Velocity Component for Talend ODI
Talend ODI is my new favourite toy. I recently inherited a Spring Batch project for running a complex chain of XML processing, but decided to put it down after I became frustrated with the amount of work required to make changes. The project makes the best of a bad job, and using the same tools I doubt I could have done better, but here we are.
Spring Batch has a some really useful stuff in it, but it just a framework. It can do anything, but doesn’t do anything in particular, and all the minutiae are up to you. Like all Java frameworks, it offers a high level of abstraction which could be useful in certain circumstances. But most jobs for which a batch-oriented approach would useful are so messy that a proper abstractions are very difficult to extract without being tightly bound to the context of the business problem. If classes are not going to be useful outside the project, why bother with abstracting them out in the first place? Are you sure you wouldn’t be better of with a bash script?
Using a tool like Talend side-steps all this object-oriented hand-wringing because it dispenses with abstraction altogether. The interfaces between all components are defined in the tool, and nothing can be extended. You get what you get. The time you might have spent fussing with context configuration and writing base classes can be used to solve the business problem instead.
A job is defined as a set of components and connectors, and is compiled into a single Java class before being executed. It uses Java Emitter Templates (JET) to generate the executable. Components are not classes, but an XML descriptor and a JET template. The descriptor tells ODI what parameters the component has and how it may be wired into a job. The JET template generates the code that runs when the job runs.
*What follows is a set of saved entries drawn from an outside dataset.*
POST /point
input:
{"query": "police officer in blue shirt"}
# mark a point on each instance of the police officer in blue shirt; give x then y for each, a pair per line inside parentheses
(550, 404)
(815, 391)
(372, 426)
You can export the job and all its dependencies from ODI and run it on the command line. This self-contained export is very handy because it could be run as a Jenkins job. I was not able to throw away the entire Spring Batch job, but had to proceed in stages. I removed Tasklets from the job, recreated them in Talend, and then ran the exported job as a Tasklet inside the original job. Eventually, everything will be in Talend, and run from within Jeknins, kicked off by advancing a ticket in JIRA.
A component is easy to write, once you get past the JET syntax and some quirks of ODI. The JET template does not generate a class, only chunks of code. It feels weird at first, but makes sense once you see how it all works. The easiest way to get started is to look at the templates and descriptors for all the components ODI comes with, buried down in the plugin directory (org.talend.designer.components.localprovider_*). There is also an excellent tutorial here.
I wrote a simple component to run Velocity templates, just to give it a try. You can find it here:
https://github.com/paulmcgovern/tVelocity
I guarantee this component works on my computer.